The United States on Tuesday said it was not involved in an Israeli airstrike on Iran's embassy compound in the Syrian capital of Damascus that killed two Iranian generals and five military advisers.
White House national security spokesman John Kirby dismissed as "nonsense" Iranian charges of US responsibility for Monday's bombing, and he warned that Washington would respond to any retaliatory attacks.
"Let me make it clear. We had nothing to do with the strike in Damascus," he told a briefing. "We weren't involved in any way."
In response to US support for Israel, Iran-backed militias have targeted US military bases in Iraq, Syria and Jordan, although there have been no such attacks since early February following US retaliatory strikes.
"We always take our force protection very seriously, to protect our troops, our facilities in Iraq and Syria," said Kirby. "We will do whatever we need to do to protect those troops."

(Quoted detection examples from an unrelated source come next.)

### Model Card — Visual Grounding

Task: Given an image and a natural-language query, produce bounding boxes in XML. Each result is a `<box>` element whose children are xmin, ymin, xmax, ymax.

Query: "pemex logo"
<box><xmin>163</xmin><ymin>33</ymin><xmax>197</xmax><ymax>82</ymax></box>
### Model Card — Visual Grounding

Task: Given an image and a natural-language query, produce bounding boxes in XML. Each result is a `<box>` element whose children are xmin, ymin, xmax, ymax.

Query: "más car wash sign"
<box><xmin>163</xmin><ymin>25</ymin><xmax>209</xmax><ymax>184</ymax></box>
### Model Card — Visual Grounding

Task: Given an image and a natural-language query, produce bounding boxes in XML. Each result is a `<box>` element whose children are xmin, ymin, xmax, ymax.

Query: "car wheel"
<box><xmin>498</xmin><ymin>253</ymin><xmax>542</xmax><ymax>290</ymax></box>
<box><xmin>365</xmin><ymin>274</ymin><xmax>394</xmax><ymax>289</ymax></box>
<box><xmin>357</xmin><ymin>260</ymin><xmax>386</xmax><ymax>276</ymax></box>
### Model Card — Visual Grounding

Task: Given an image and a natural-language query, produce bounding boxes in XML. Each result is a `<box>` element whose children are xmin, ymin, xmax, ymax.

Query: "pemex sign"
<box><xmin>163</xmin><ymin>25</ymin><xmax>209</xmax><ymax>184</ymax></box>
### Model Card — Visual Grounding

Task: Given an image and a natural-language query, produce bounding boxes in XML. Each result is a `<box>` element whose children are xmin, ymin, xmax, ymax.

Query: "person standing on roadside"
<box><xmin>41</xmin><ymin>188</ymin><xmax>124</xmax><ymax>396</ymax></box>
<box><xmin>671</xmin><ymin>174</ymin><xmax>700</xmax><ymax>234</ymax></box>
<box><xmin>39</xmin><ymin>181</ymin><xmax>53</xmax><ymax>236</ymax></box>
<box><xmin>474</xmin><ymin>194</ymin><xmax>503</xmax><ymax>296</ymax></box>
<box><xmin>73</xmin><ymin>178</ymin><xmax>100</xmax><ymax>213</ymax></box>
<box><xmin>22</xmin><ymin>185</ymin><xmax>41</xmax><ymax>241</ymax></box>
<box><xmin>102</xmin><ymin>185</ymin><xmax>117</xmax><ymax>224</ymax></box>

Pentagon spokesperson Sabrina Singh said Israel provided no advance warning of the strike on the Iranian mission in the Syrian capital.
"We were not notified by the Israelis about their strike or the intended target of their strike in Damascus," Singh told a briefing, adding that Iran had been privately told the US was not behind the strike.
Shortly before the attack, Israel notified the United States that it would be operating in Syria, but used vague language that did not identify a target, two officials saidon condition of anonymity.
Israel "did not include any details on who they were targeting or where it would be conducted, and the strike was already under way before word could be passed through the US government," said one official.
Iran on Tuesday said it would retaliate against Israel for the strike that destroyed its embassy's consular section and killed seven members of Iran's Quds Force, an elite contingent of the Revolutionary Guards Corps that conducts paramilitary and espionage operations outside Iran.
Israel has not claimed responsibility for the attack.